1966年に起きた一家4人の殺人事件で死刑が確定し、半世紀以上無実を訴え続けているカトリック信者の袴田巌(はかまだ・いわお)さん(84)について、最高裁は22日、再審開始を認めないとする東京高裁の決定を取り消し、高裁に審理を差し戻した。国内メディアが23日、一斉に報じた。
事件をめぐっては静岡地裁が14年、袴田さんが当時勤めていたみそ製造会社のみそのタンクの中から発見された袴田さんのものとされる犯行時の衣類について、衣類に残っていた血痕が、弁護側のDNA型鑑定の結果、袴田さんや被害者のものと一致しないことが分かったとし、新証拠として認定。衣類が事件の1年2カ月後に発見されたこともあり、捏造(ねつぞう)の可能性もあると示唆し、再審開始を決定した。同時に、刑執行と拘置の停止を命じ、袴田さんは逮捕から約48年ぶりに釈放された。
しかし、検察はこれを不服として即時拮抗。東京高裁は、新証拠とされたDNA型鑑定の結果の検証を、検察側推薦の鈴木広一・大阪医科大学教授に依頼。
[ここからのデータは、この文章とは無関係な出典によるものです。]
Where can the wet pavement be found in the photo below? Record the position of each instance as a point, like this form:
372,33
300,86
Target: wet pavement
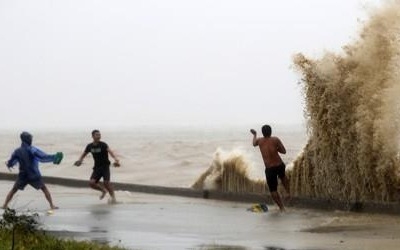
144,221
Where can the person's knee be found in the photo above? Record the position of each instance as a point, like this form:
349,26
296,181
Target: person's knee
92,183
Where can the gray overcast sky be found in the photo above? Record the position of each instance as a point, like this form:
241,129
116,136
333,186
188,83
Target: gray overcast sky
99,63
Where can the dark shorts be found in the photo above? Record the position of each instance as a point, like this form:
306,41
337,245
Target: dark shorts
21,183
272,174
101,172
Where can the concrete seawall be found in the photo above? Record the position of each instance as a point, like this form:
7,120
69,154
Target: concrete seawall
299,202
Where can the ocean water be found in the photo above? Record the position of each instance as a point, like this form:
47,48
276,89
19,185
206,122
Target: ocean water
167,156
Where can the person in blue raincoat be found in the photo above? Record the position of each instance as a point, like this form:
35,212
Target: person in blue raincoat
28,158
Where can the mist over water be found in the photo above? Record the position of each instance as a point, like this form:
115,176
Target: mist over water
352,110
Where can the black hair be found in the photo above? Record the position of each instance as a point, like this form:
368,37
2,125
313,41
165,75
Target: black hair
266,130
94,131
26,137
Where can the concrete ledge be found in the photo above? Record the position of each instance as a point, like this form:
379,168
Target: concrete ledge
300,202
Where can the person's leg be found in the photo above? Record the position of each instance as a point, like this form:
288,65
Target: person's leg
285,181
286,185
110,190
94,183
9,197
272,181
48,197
277,198
107,184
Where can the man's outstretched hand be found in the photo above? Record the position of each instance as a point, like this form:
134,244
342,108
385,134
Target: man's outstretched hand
77,163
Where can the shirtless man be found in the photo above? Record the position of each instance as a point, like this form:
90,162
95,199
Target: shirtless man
270,147
101,169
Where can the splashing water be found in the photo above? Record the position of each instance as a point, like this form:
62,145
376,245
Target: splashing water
229,173
352,110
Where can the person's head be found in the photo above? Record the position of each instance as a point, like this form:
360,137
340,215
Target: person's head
266,130
96,135
26,137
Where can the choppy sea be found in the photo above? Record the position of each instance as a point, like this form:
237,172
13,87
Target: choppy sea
162,156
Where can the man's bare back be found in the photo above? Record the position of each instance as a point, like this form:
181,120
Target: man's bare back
270,148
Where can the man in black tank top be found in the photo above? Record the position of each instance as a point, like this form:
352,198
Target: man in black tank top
101,169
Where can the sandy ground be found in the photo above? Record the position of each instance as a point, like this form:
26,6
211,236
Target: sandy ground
143,221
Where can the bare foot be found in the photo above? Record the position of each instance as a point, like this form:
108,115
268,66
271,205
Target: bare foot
112,200
103,194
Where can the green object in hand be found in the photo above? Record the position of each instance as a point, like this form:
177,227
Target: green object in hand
58,158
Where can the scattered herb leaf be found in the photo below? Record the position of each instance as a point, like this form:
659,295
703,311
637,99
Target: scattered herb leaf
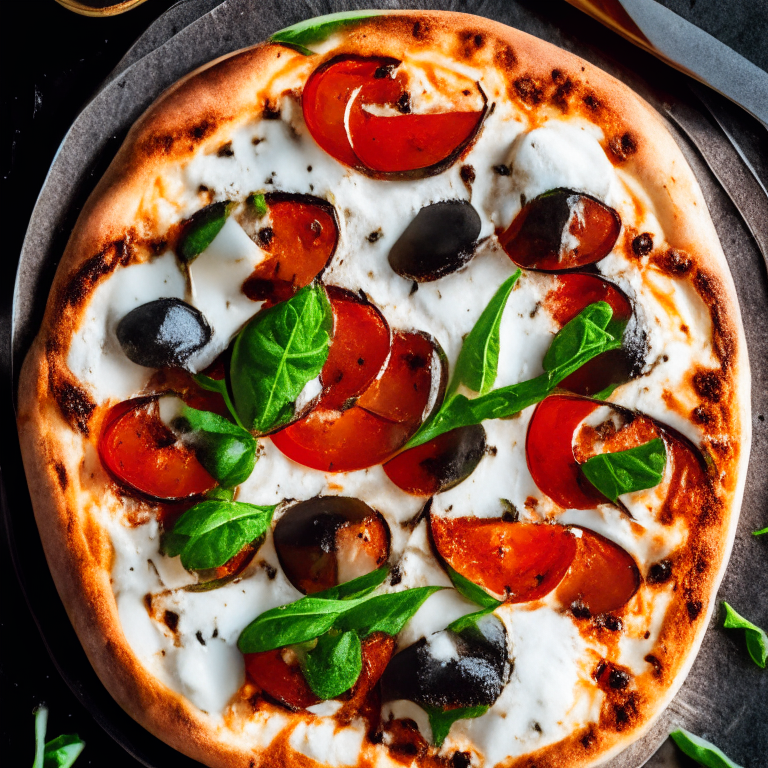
757,640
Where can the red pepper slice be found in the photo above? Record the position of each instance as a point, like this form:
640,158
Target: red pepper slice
549,451
139,451
302,238
602,578
516,562
358,351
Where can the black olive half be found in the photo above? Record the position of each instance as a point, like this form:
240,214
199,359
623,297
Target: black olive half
452,669
328,540
165,332
441,239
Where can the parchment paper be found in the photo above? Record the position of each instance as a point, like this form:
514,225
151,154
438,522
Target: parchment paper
725,695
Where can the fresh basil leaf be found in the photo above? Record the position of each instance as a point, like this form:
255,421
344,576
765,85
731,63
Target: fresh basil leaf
470,590
213,532
280,350
334,664
41,725
199,231
359,587
294,623
635,469
385,613
318,29
700,750
258,203
441,720
62,751
757,641
478,361
226,450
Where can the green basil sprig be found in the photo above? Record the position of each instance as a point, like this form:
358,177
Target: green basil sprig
214,531
478,362
60,752
584,337
635,469
277,353
334,664
315,30
199,231
757,641
441,720
226,450
701,750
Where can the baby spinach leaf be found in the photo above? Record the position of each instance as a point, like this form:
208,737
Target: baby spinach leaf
213,532
316,30
478,361
334,664
277,353
700,750
757,641
441,720
385,613
199,231
226,450
635,469
359,587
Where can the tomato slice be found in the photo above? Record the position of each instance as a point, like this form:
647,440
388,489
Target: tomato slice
516,562
559,230
602,578
302,239
139,451
549,451
386,414
358,351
鈴木氏は、弁護側の本田克也・筑波大学教授が行った鑑定手法を否定する報告書を提出した。これを受け、東京高裁は18年、「鑑定結果を信用できるとした判断は不合理」とし、再審開始を認めない決定をした。
弁護側は、これを不服として最高裁に特別抗告。NHKの報道によると、最高裁はDNA型鑑定については、「衣類は40年以上、多くの人に触れられる機会があり、血液のDNAが残っていたとしても極めて微量で、性質が変化したり、劣化したりしている可能性が高い」とし、鑑定は非常に困難な状況で新証拠としては認められないとした。しかし、衣類に付着した血痕の色の変化に関しては、「1年余りみそに漬け込まれた血痕に赤みが残る可能性があるのか、化学反応の影響に関する専門的な知見に基づいて審理が尽くされていない」とし、高裁に審理を差し戻した。
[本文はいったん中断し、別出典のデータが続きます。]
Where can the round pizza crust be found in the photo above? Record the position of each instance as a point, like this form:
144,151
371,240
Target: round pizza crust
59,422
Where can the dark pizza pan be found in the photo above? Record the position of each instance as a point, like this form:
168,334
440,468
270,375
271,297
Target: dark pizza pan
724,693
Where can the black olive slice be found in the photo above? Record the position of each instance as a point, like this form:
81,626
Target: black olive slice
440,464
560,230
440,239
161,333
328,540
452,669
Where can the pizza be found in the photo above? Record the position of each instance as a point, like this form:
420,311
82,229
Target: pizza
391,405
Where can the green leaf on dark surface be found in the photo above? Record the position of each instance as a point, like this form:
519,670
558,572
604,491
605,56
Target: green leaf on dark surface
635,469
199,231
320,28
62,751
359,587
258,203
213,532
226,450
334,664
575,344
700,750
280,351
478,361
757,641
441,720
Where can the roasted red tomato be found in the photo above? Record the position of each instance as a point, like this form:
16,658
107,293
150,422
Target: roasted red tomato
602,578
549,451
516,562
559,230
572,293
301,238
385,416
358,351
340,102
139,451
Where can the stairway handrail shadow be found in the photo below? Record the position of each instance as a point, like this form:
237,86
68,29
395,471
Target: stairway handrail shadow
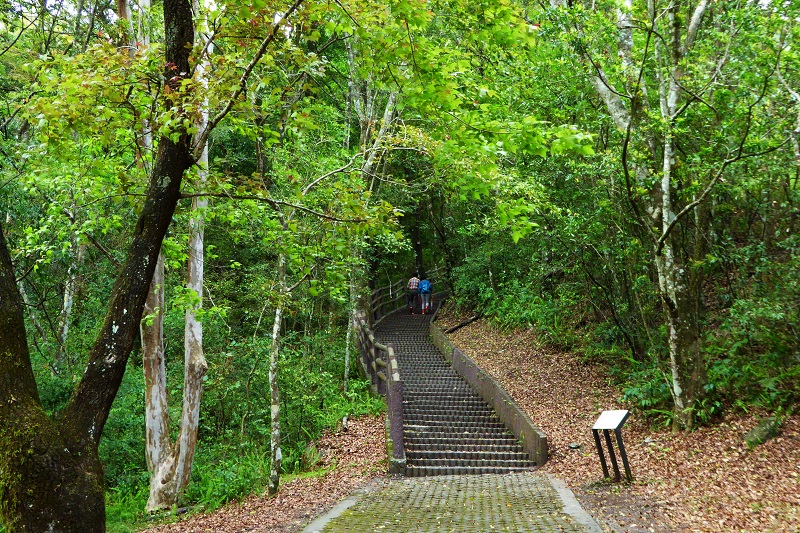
531,438
378,361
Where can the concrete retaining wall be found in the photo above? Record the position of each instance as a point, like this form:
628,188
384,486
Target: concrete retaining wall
532,439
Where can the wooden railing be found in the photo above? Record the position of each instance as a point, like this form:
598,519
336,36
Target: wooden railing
380,364
391,298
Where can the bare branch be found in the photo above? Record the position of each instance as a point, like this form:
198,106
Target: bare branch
275,203
331,173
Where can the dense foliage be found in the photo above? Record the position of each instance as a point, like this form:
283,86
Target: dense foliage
377,138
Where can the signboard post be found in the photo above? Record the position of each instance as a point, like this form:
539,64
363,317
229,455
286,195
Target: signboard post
607,422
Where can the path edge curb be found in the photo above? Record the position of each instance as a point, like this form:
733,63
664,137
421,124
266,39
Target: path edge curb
319,523
572,507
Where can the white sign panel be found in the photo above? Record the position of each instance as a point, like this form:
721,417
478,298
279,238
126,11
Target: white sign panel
611,419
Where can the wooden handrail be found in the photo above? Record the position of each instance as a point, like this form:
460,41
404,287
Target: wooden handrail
379,361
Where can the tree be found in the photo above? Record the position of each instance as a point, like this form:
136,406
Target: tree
667,80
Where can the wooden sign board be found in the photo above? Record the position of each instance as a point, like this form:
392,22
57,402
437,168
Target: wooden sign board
611,419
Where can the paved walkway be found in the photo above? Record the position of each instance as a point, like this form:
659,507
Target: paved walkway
516,502
523,501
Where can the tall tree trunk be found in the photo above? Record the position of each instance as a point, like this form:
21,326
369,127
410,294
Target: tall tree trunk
677,282
52,478
276,455
172,472
69,300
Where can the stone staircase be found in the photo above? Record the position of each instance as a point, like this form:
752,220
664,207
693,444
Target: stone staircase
448,428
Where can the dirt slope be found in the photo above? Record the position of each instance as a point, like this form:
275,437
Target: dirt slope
705,481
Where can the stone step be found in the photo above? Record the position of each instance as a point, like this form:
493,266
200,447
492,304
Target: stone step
500,463
459,447
420,471
489,455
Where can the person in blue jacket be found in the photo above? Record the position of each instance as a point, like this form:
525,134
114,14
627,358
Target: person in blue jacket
425,289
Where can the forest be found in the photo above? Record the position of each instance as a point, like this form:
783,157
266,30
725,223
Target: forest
195,197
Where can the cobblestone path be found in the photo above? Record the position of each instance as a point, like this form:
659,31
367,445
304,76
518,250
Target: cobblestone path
517,502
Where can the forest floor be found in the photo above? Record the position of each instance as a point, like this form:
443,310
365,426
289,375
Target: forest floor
704,481
348,460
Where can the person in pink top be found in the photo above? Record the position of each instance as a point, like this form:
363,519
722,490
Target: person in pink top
412,286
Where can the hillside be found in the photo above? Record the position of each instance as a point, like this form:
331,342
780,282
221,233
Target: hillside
706,480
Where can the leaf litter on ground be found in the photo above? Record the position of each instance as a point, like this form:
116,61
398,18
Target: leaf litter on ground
703,481
707,480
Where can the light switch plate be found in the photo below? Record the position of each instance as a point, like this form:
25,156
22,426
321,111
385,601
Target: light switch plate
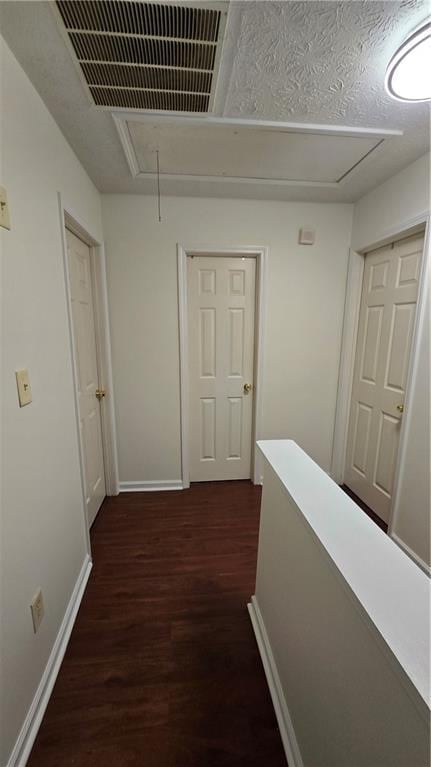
37,610
4,209
24,388
306,236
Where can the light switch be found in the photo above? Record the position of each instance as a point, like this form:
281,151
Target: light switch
24,388
306,236
4,209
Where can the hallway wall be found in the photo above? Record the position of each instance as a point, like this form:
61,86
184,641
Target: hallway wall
402,199
43,531
305,295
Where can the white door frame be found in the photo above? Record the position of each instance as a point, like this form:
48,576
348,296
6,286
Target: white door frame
69,220
261,256
348,348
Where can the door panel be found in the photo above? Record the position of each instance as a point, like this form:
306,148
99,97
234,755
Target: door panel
221,301
86,374
386,323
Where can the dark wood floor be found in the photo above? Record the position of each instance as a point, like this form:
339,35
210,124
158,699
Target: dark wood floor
162,669
369,512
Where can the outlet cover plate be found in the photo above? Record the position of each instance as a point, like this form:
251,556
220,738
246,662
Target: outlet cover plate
4,209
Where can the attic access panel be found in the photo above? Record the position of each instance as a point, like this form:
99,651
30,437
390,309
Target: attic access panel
146,56
242,152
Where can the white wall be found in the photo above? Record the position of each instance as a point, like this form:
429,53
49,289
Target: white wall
44,539
398,201
349,649
305,296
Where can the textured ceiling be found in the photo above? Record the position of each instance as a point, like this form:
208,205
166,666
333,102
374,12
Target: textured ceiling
309,61
321,61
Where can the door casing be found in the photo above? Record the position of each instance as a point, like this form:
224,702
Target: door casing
69,220
348,351
261,255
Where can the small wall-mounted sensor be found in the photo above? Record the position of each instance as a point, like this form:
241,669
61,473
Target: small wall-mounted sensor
306,236
24,388
4,209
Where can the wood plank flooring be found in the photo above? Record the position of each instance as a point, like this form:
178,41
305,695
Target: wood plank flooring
162,669
369,512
一方、今回の最高裁の決定は3対2で意見が分かれた。NHKによると、再審を求める特別抗告で裁判官の意見が分かれるのは異例だという。反対した裁判官2人は、再審開始を求める反対意見で、技術の進展があり、DNA型鑑定の信用性を否定すべきでないと主張。また、みそのタンクの中から見つかった衣類の血痕については、再現実験において1カ月で赤みが消失しているとし、衣類が犯行直後ではなく、発見直前に第三者によって隠された可能性があるとし、再審開始を認めるべきだと主張した。
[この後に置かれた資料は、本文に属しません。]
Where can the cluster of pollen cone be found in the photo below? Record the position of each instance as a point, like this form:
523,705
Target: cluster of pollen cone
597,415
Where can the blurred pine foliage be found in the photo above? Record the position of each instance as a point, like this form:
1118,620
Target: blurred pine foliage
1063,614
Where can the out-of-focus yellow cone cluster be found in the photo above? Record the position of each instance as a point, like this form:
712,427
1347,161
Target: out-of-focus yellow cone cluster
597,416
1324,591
袴田さんに対する刑執行と拘置の停止は、東京高裁も認めており、今回の最高裁の決定でも維持されるため、袴田さんは引き続き釈放の身となる。
1936年、静岡県雄踏町(現浜松市)に生まれた袴田さんは59年に上京し、プロボクサーとして活躍した。その後、同県清水市(現静岡市清水区)のみそ製造会社に勤務。66年6月30日未明に、同社専務の男性方から出火し、男性を含む家族4人が亡くなる事件が発生した。袴田さんは同年8月に容疑者として逮捕され、連日長時間の取り調べを受けて「自白」。公判では無罪を主張したが、80年に最高裁で死刑が確定した。
84年のクリスマスイブに、獄中で教誨師の故・志村辰弥神父から受洗。獄中では聖書を読んでは祈っていたという。92年には、獄中で書きつづった身の潔白と再審を願う祈り、家族への思いなどが支援団体の編集でまとめられ『主よ、いつまでですか』(新教出版社)として出版されている。昨年11月にローマ教皇フランシスコが来日した際には、東京ドームで行われたミサに招待され出席していた。